Purdue researchers are working to reduce the “trust gap” between humans and artificial intelligence.
Researchers hope to do this by making AI better at interfacing with humans in more nuanced ways.
Even as various chatbots become more popular, researchers say responses tend to be stilted – and feel more like Wikipedia entries than actual human speech.
Aniket Bera is an associate professor of computer science at Purdue. He says that can make it more difficult for people to trust what they hear from a chatbot.
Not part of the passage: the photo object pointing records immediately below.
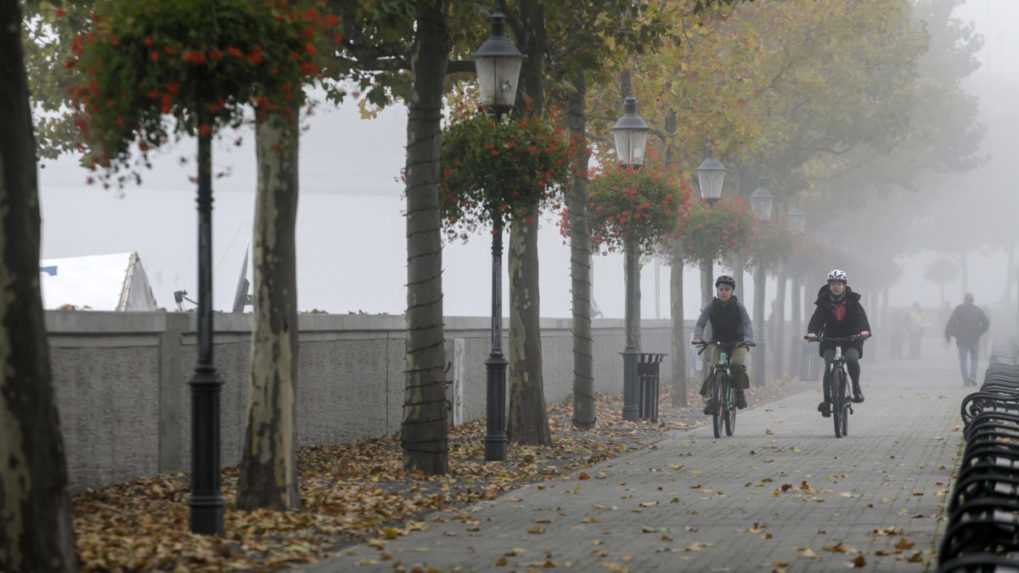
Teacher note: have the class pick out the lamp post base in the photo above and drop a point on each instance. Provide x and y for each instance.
(630, 388)
(495, 436)
(206, 500)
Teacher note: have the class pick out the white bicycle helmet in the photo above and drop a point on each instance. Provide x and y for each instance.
(838, 274)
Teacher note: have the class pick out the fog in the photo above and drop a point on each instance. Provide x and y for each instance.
(352, 254)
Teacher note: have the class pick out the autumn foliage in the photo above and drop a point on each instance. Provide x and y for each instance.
(501, 167)
(710, 231)
(201, 62)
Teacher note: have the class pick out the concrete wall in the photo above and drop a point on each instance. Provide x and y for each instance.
(121, 380)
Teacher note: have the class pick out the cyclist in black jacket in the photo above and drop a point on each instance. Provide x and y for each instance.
(840, 314)
(731, 325)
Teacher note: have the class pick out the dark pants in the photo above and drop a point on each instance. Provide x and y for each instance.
(967, 361)
(852, 356)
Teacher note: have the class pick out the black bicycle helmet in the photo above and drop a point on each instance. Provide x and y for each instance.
(726, 279)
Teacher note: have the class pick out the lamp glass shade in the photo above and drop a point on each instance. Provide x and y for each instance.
(761, 202)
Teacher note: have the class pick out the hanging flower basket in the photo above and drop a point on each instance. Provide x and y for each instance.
(511, 168)
(708, 232)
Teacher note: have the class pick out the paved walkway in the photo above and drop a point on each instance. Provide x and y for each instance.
(783, 495)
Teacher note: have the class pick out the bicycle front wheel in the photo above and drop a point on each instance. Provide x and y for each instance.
(716, 395)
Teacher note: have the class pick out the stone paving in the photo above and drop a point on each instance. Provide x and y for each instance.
(782, 495)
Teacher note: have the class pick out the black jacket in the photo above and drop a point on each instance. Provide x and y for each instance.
(967, 324)
(824, 320)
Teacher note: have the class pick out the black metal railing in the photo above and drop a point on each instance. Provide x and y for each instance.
(982, 528)
(648, 372)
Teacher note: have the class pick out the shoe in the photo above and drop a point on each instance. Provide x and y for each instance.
(825, 409)
(741, 399)
(857, 395)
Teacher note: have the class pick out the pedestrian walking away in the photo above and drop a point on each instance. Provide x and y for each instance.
(731, 325)
(967, 323)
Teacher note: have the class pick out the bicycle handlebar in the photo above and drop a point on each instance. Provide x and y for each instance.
(836, 340)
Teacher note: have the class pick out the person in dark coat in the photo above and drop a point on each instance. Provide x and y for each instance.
(967, 324)
(840, 314)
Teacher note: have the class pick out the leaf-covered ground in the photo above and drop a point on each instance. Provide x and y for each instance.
(352, 492)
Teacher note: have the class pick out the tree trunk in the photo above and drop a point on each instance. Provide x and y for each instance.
(631, 262)
(760, 329)
(585, 414)
(707, 281)
(679, 327)
(268, 465)
(964, 259)
(528, 419)
(779, 342)
(36, 532)
(424, 432)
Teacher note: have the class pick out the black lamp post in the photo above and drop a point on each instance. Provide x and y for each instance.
(761, 201)
(497, 63)
(206, 500)
(710, 178)
(631, 134)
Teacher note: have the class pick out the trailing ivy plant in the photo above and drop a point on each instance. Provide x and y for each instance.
(710, 231)
(501, 169)
(151, 68)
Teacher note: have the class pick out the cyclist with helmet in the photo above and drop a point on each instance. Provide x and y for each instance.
(840, 314)
(730, 325)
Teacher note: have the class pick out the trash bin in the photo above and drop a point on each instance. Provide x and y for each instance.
(648, 372)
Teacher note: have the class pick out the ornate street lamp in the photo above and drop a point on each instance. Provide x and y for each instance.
(761, 202)
(711, 177)
(797, 220)
(631, 134)
(497, 62)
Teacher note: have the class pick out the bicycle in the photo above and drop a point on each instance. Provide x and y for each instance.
(837, 379)
(722, 391)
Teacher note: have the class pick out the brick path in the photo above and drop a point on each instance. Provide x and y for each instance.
(697, 504)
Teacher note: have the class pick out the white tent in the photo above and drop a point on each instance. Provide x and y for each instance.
(97, 282)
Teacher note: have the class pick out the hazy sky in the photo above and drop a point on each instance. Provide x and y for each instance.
(351, 227)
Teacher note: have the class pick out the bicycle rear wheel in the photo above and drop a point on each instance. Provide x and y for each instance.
(846, 406)
(838, 401)
(716, 396)
(729, 410)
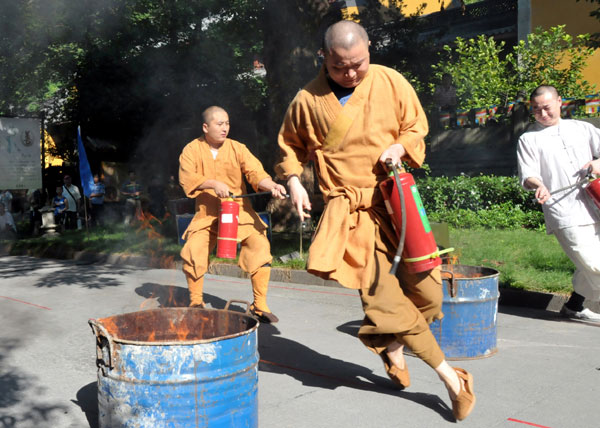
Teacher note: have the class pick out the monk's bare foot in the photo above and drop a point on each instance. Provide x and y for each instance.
(395, 353)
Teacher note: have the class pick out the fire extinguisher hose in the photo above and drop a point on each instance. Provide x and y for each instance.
(398, 255)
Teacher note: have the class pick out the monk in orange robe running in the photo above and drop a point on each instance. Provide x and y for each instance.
(210, 168)
(350, 120)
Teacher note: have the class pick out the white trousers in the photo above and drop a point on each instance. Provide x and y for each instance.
(582, 246)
“We need to bridge the gap — the trust gap,” he said. “I feel one of the ways we’re trying to do is trying to make our technologies understand humans better and at the same time respond to humans better.”
Bera says cultural nuances are difficult to capture, and artificial intelligence can’t always adequately respond to those differences.
That’s especially important when it comes to therapy – where AI chatbots are increasingly being used to meet people’s therapy needs.
Bera said complex cultural differences are something even humans can miss.
“The first time I spoke to a therapist, I felt like in the U.S., my cultural background is not being captured,” he said. “They don’t understand what I’m going through because I come from a different culture. I understand things very differently. That’s one aspect.”
Another aspect of Bera’s research includes training AI to understand different human emotional responses. “I’m fine” can have various meanings, given simple differences in intonation – something AI currently isn’t able to read in a meaningful way.
Bera said chat therapy is not intended to replace existing therapists but to bridge the gap for people who aren’t able to regularly meet with real-world specialists.
He said research is still anywhere from 10 to 15 years out from being able to start making AI better at engaging with humans in these more complex ways.